Artificial Neural Network Sampling

Introduction

Artificial Neural Network (ANN) sampling is a free energy sampling method which uses ANNs to generate an on-the-fly adaptive bias capable of rapidly resolving free energy landscapes. It is a recent method proposed by Sidky & Whitmer [21] which is demonstrated to be robust to user inputs and requires a minimal number of parameters. It is quite simple to use as described below.

Like Basis Function Sampling, the algorithm proceeds in sweeps. Statistics are collected over a user specified interval, which is a very flexible choice. At the end of each sweep an ANN is fit to the statistics to determine the optimal bias which is then applied in the subsequent sweep. This proceeds until the free energy landscape has converged.

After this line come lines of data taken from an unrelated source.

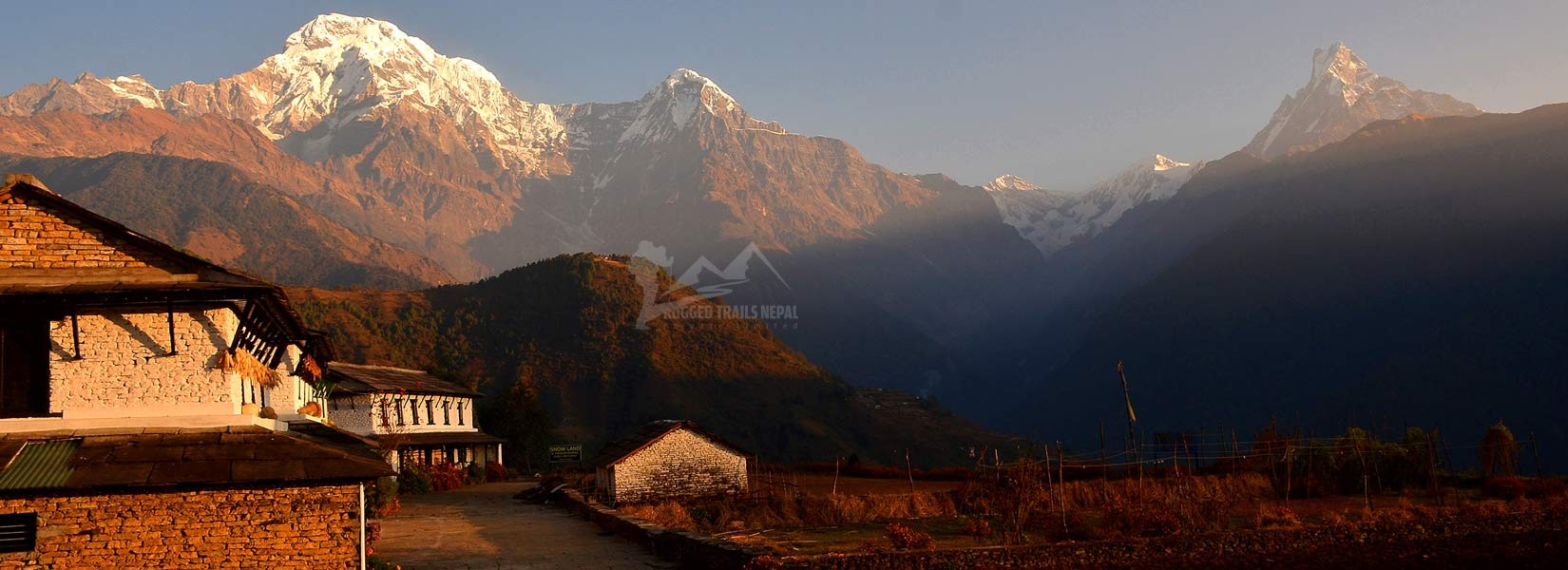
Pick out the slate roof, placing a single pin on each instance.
(359, 379)
(179, 276)
(195, 273)
(178, 456)
(618, 449)
(448, 439)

Detailed information on the method and implementation can be found in the publication [21].

Options & Parameters

ANN sampling is selected by defining "type": "ANN" as the method in the JSON input file. It supports the following options:

topology

Array of integers (length: number of hidden layers). This array defines the architecture of the neural network. ANN sampling is quite robust to the choice of network architecture. Nonetheless, there are very good heuristics that will ensure you have a network that trains quickly and performs well. The key rule is to use a network with a single hidden layer if you are biasing on one CV, and two hidden layers if you are biasing on two or more. Please take a look at the example section for more details on network architectures.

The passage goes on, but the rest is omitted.